Hello Lewis.
I had a look and it seems to be the pages in PluginCentral do cover
questions that were raised at some point in time but they do not round
off to a full plugin documentation.
There are two lists of pages: Information about the plugin system/plugin
development, and a list of plugins you can download. While the latter
contains example plugins I'd expect the groundwork to be covered in the
first list. So let's look at that:
There is an introduction why there is a plugin system at all, and a
general information about plugins. These two pages could actually make
one highlevel introduction.
The technical concepts is where I'd expect more details, like the
classloading principle and the life cycle of plugins. Means of
communicating with the outside world (access configuration data, store
temporary data, what to do with oversized content, fetch dates and 'not
modified since' responses. Explain the difference between a recource
that was 'not found' vs one that 'is gone'. Or whether the response to
getRobotRules() should be cached and if so for how long. This may end up
with a common part and then specialized pages for each of the plugin types.
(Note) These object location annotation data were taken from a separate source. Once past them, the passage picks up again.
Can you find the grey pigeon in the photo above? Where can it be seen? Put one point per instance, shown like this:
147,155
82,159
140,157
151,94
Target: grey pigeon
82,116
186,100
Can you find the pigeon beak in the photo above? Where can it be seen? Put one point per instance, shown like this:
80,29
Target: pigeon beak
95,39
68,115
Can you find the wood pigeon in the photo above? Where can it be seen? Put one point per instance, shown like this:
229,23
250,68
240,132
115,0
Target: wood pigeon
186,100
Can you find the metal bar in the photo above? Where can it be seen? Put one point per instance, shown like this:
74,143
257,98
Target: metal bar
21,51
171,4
The remaining pages describe special problems or tutorials applicable to
special cases: WritingPluginExample cares about writing IndexingFilter
and ScoringFilter. Not useful for someone looking into Protocol plugins.
The next describes writing an indexing filter (again?). PluginGotchas
describes a problem during compilation. Well, I never had one.
And Tika? I'm trying my luck on Protocol plugins.
Thus I can say that PluginCentral does not cover the questions I have
raised so far.
Hiran
On 07.10.24 19:47, Lewis John McGibbney wrote:
Hi Hiran,
If you haven't already please take a look at
https://cwiki.apache.org/confluence/display/NUTCH/PluginCentral and see if any
of your questions are answered. If we need to augment the documentation then we
can do that. Please let us know if this is the case.
lewismc
On 2024/10/06 20:13:35 Hiran Chaudhuri wrote:
I was experimenting with the protocol plugin that continually connects
and disconnects from the server for each and every request.
HTML may be lightweight (or cached in the httpclient code), but other
protocols are not.
My code was ruthless about establishing and tearing down the
connections, but it looked very repetitive for getProtocolOutput and
getRobotRules.
Trying to make functions reusable first of all led to loss of complete
control on the connection. No worries, they get garbage collected -
don't they?
Well it seems these connections get closed and gc'ed but it takes too
much time. Inbetween the fetcher hits problems and runs into grace
periods of 300 000 milliseconds. The total scan becomes unperformant
just because I tried to optimize the code. Which leads me to the next
question:
What is the plugin's life cycle? Is there one plugin instance per
server? One per URL? One per thread? Or one in total?
This scope defines whether I can make use of local variables, or
instance fields. Or is there some other mechanism where a plugin could
store data that should survive across the getProtocolOutput calls? Could
a plugin define which scope it wants to be in?